Wilma Mankiller: Cherokee Leader


Students will use the information they learned from reading the short biography of Wilma Mankiller, watching the video, Bell Water Project, and excerpts from her auto-biography, Mankiller: A Chief and Her People to discuss what makes someone an effective leader. Lesson will culminate in students brainstorming community based self-help projects that the class could organize at their school.

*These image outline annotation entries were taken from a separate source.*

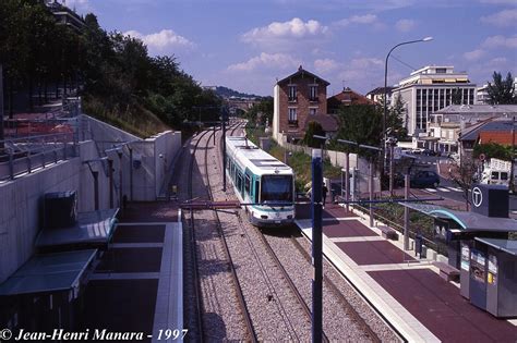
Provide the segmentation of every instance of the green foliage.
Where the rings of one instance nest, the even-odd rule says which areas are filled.
[[[474,145],[473,157],[478,158],[481,154],[484,154],[486,159],[497,158],[506,161],[512,160],[512,147],[493,142]]]
[[[140,39],[106,33],[92,13],[84,21],[77,34],[56,24],[43,1],[0,1],[0,61],[8,91],[81,85],[88,114],[110,113],[111,119],[119,117],[112,123],[136,126],[156,115],[177,128],[184,120],[219,119],[221,100],[180,70],[173,56],[149,57]]]
[[[380,146],[383,131],[383,110],[377,106],[352,105],[342,107],[337,114],[339,128],[336,138],[356,142],[358,144]],[[372,151],[359,149],[351,145],[330,143],[330,148],[361,156],[372,156]],[[373,152],[376,155],[375,152]]]
[[[314,135],[325,136],[325,131],[318,122],[311,121],[306,127],[302,144],[311,148],[321,148],[325,142],[320,138],[314,138]]]
[[[404,117],[406,110],[404,108],[402,96],[400,93],[395,98],[395,103],[389,109],[386,118],[386,127],[392,128],[389,136],[397,138],[398,140],[405,140],[408,137],[408,130],[404,126]],[[409,119],[407,118],[406,121]]]
[[[492,75],[493,83],[489,82],[489,102],[491,105],[509,105],[517,103],[517,96],[515,95],[514,77],[512,73],[506,74],[503,79],[501,73],[494,72]]]
[[[269,125],[273,123],[273,97],[265,97],[258,103],[253,105],[245,113],[245,118],[258,125],[265,125],[266,119]]]

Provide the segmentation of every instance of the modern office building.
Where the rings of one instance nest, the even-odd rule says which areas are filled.
[[[476,84],[466,72],[455,72],[454,66],[428,65],[401,79],[393,89],[392,99],[400,95],[408,134],[419,137],[426,132],[432,113],[453,103],[473,105],[476,91]]]
[[[459,133],[486,120],[512,119],[517,115],[517,105],[450,105],[433,114],[428,136],[421,146],[442,152],[457,151]]]

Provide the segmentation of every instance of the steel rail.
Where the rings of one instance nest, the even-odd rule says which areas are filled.
[[[214,200],[214,196],[212,194],[211,179],[208,176],[208,146],[209,146],[211,138],[212,138],[213,135],[215,135],[215,132],[212,132],[211,136],[206,140],[206,148],[205,148],[205,179],[206,179],[208,197],[212,200]],[[216,148],[216,147],[214,146],[214,148]],[[225,168],[223,168],[223,172],[225,172]],[[248,310],[248,305],[247,305],[245,299],[244,299],[244,294],[242,293],[242,287],[241,287],[241,284],[239,282],[239,278],[237,277],[237,270],[236,270],[236,267],[233,265],[233,260],[232,260],[231,255],[230,255],[230,249],[228,247],[228,242],[226,241],[225,233],[223,231],[223,225],[221,225],[221,222],[220,222],[220,218],[219,218],[219,215],[217,213],[216,210],[214,210],[214,217],[216,219],[217,232],[219,233],[219,237],[220,237],[220,241],[223,243],[223,248],[224,248],[226,258],[228,260],[228,267],[229,267],[229,271],[231,273],[231,279],[232,279],[233,284],[235,284],[237,301],[239,303],[239,307],[241,309],[242,318],[243,318],[244,324],[247,327],[247,331],[248,331],[247,340],[251,341],[251,342],[254,342],[254,343],[258,342],[258,338],[257,338],[255,329],[253,327],[253,323],[252,323],[252,320],[251,320],[251,315],[250,315],[250,311]]]
[[[291,243],[294,247],[300,252],[300,254],[305,258],[305,260],[311,264],[311,255],[303,248],[303,246],[298,242],[294,235],[291,234]],[[374,342],[381,342],[381,339],[372,330],[372,328],[366,323],[364,318],[362,318],[356,308],[347,301],[347,298],[342,295],[336,284],[325,274],[323,274],[323,282],[330,289],[334,295],[337,297],[338,302],[342,305],[347,314],[351,317],[352,321],[356,321],[362,330],[371,338]]]

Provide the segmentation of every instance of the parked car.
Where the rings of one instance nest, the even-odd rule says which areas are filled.
[[[430,149],[423,149],[422,155],[436,156],[436,151]]]
[[[440,176],[428,170],[421,170],[411,175],[410,177],[411,187],[437,187],[440,185]]]

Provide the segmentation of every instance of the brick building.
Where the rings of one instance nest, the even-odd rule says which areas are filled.
[[[310,121],[328,130],[337,130],[337,122],[327,114],[328,82],[303,70],[280,81],[274,87],[273,137],[277,142],[303,138]]]
[[[365,96],[350,89],[344,88],[338,94],[327,99],[328,113],[336,114],[341,106],[350,105],[373,105],[374,102]]]

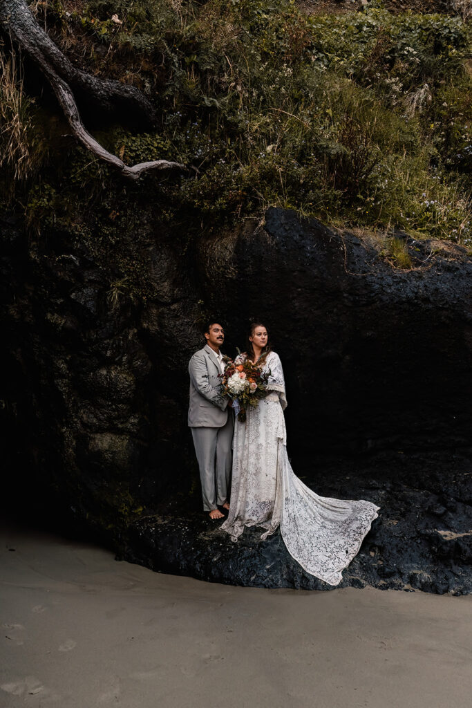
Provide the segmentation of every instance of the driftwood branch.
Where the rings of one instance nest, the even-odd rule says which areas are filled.
[[[137,179],[149,170],[186,169],[184,165],[168,160],[154,160],[129,166],[105,150],[84,125],[74,89],[83,92],[89,100],[107,110],[129,106],[149,122],[154,120],[154,111],[146,96],[134,86],[98,79],[74,67],[40,27],[26,0],[0,0],[0,23],[47,77],[74,136],[88,150],[120,169],[122,174],[130,179]]]

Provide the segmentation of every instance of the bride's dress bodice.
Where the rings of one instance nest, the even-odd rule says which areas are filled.
[[[244,357],[245,355],[241,355]],[[245,526],[260,526],[262,538],[278,526],[290,554],[309,573],[337,585],[356,555],[378,507],[371,502],[318,496],[294,474],[287,453],[287,407],[282,362],[270,352],[267,395],[246,420],[236,420],[230,509],[221,528],[236,541]]]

Two 45 minute class periods

  • Students will evaluate the characteristics associated with effective leaders
  • Students will reach a conclusion about whether effective leaders must understand the culture and circumstances of the people they are attempting to lead
  • Students will apply their conclusions to their own class and/or school by considering class and/or school improvement projects they believe correspond to the needs of the class and/or school
  • Short biography of Wilma Mankiller (Link)
  • Video clip of Bell Water Project
  • Primary source: Excerpt from Mankiller: A Chief and Her People
    • Excerpts can be found on page 4-5
  • Class discussion
    • What are the characteristics of a good leader?
  • Students individually read the Wilma Mankiller biography and answer accompanying questions
    • Identify character traits of Wilma Mankiller that made her an effective leader.
    • Name three obstacles that Wilma Mankiller had to overcome in her life.
    • Identify sources of strength Wilma Mankiller used to overcome those obstacles.
  • Students discuss and compare their answers with a partner


Next, show video of Bell Water Project

Divide the students into small groups, ideally 4-5 students per group. Students will read selected excerpts from Mankiller: A Chief and Her People and, working in their assigned groups, will discuss and answer the assigned questions.  

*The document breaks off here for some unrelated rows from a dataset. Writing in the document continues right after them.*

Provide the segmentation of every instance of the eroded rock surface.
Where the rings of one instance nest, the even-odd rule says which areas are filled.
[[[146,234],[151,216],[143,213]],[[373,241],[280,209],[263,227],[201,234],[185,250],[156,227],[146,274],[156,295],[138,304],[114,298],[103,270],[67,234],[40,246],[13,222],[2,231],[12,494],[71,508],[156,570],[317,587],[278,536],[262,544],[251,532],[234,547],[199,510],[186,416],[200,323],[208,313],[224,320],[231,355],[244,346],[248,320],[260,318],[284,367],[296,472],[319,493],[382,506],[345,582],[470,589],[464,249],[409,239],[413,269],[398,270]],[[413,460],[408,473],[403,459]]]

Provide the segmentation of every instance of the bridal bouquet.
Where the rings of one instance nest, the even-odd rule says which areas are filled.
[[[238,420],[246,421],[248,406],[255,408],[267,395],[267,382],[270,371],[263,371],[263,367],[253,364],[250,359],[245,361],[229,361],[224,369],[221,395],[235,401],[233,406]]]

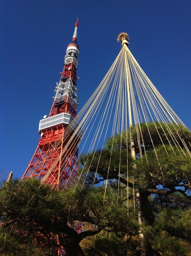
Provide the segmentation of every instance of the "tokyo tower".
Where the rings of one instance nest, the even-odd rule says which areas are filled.
[[[78,145],[82,130],[78,128],[76,120],[76,106],[79,105],[76,88],[79,53],[77,43],[78,22],[78,18],[72,42],[67,48],[59,83],[56,83],[50,113],[40,121],[41,138],[22,178],[36,178],[57,189],[75,180],[78,170]]]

  • How did Mankiller use her rehabilitation time to her best advantage?
  • How did she envision using the “good mind approach” in her work?”
  • Mankiller seems to suggest that she was less ambitious when she returned to work than she previously had been. Does that surprise you? Why or why not?
  • How did Mankiller’s leadership style reflect both the needs and the attitudes she observed in the Cherokee culture?
  • What problems do you think Mankiller had to overcome while recruiting volunteers for the Bell project?
  • Predict how you think the people of Bell felt about their community after the project was completed.

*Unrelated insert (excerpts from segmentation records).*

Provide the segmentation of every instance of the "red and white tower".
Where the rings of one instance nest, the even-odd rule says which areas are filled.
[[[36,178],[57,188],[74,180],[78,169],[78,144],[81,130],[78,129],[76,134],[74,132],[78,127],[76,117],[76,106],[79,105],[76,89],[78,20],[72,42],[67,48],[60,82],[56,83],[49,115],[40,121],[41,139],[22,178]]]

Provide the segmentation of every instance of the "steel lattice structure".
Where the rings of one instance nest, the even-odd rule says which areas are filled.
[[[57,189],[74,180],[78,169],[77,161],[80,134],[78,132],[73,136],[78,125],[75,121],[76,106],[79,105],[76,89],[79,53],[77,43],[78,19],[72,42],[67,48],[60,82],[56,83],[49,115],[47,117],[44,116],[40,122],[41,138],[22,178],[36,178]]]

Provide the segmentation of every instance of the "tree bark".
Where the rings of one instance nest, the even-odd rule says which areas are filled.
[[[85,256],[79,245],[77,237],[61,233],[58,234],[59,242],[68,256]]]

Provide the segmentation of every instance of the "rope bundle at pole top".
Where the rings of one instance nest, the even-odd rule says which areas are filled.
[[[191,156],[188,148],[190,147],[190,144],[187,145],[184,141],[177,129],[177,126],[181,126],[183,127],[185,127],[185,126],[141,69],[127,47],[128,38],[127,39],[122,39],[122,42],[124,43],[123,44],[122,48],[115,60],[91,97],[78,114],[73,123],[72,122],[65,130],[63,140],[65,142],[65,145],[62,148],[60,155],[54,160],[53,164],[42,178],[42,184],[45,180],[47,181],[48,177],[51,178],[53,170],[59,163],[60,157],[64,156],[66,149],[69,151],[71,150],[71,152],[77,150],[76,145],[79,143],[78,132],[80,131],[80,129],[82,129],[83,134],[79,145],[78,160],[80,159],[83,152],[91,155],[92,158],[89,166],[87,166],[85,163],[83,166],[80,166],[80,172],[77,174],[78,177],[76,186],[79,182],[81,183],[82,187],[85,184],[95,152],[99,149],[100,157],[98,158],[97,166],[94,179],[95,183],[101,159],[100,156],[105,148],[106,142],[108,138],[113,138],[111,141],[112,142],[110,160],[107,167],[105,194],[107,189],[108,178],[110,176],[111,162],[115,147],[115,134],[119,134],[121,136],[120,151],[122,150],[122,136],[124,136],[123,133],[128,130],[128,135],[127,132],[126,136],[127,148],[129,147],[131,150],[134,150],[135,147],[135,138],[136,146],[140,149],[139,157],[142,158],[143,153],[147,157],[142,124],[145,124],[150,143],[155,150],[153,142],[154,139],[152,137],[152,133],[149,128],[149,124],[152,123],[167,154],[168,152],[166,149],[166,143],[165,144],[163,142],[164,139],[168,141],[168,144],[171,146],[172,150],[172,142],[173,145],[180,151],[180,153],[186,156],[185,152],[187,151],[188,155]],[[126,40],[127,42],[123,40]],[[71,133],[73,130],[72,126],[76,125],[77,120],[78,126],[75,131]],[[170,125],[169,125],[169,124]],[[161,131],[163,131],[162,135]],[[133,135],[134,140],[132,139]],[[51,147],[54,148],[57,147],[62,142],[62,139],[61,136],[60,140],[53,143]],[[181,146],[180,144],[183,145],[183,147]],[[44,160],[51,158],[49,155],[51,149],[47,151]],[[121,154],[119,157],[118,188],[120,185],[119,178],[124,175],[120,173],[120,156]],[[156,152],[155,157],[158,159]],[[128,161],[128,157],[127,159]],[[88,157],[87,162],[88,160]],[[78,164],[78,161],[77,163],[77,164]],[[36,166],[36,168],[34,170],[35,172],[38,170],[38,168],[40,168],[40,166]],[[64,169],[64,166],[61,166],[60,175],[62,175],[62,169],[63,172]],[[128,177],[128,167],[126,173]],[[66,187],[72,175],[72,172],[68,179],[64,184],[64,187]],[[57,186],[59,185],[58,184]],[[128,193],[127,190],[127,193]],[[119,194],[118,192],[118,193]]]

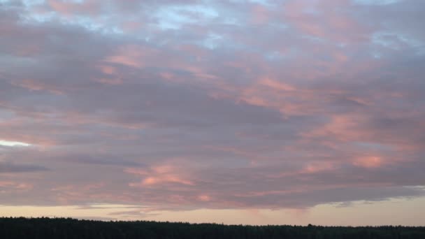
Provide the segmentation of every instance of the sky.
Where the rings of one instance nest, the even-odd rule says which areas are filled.
[[[424,10],[0,0],[0,216],[424,226]]]

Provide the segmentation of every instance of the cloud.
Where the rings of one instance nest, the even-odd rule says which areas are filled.
[[[28,3],[0,8],[0,136],[31,145],[0,147],[1,204],[423,196],[422,3]]]
[[[48,171],[48,168],[37,165],[15,164],[0,161],[0,173],[34,173]]]

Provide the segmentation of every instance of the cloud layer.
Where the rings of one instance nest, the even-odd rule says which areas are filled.
[[[0,1],[0,204],[424,196],[419,1]]]

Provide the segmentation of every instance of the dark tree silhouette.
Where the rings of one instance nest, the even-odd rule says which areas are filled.
[[[71,218],[0,218],[4,239],[424,239],[425,227],[226,226],[156,222],[100,222]]]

Working in their groups, students will develop a “Shark Tank” proposal—a three minute proposal for a school based community project that identifies and need and would improve their school in some way

  • As a class, students will discuss and reach a consensus on which project would be the best to pursue as a class project or school-wide project
Assessment / Homework
  • Teachers can assign the readings for homework
  • Informal assessment of group discussions of questions accompanying excerpts from Mankiller: A Chief and Her People
  • Formal assessment—Shark Tank PowerPoint presentation for class/school project
  • Exit slip—review the class discussion that began the lesson: What are the characteristics of a good leader? Have the students identify one leadership action or idea of Wilma Mankiller’s that matches a characteristic identified in the class discussion. 
Future Research / Resources
  • Mankiller: A Chief and Her People by Wilma Mankiller and Michael Wallis, 1993

From the C3 Framework

  • D2.Civ.5.9-12. Evaluate cit­izens’ and institutions’ effec­tiveness in addressing social and political problems at the local, state, tribal, national, and/or international level.
  • D2.Civ.7.9-12. Apply civic virtues and democratic principles when working with others.


  • D2.Civ.14.9-12. Analyze historical, contemporary, and emerging means of chang­ing societies, promoting the common good, and protect­ing rights.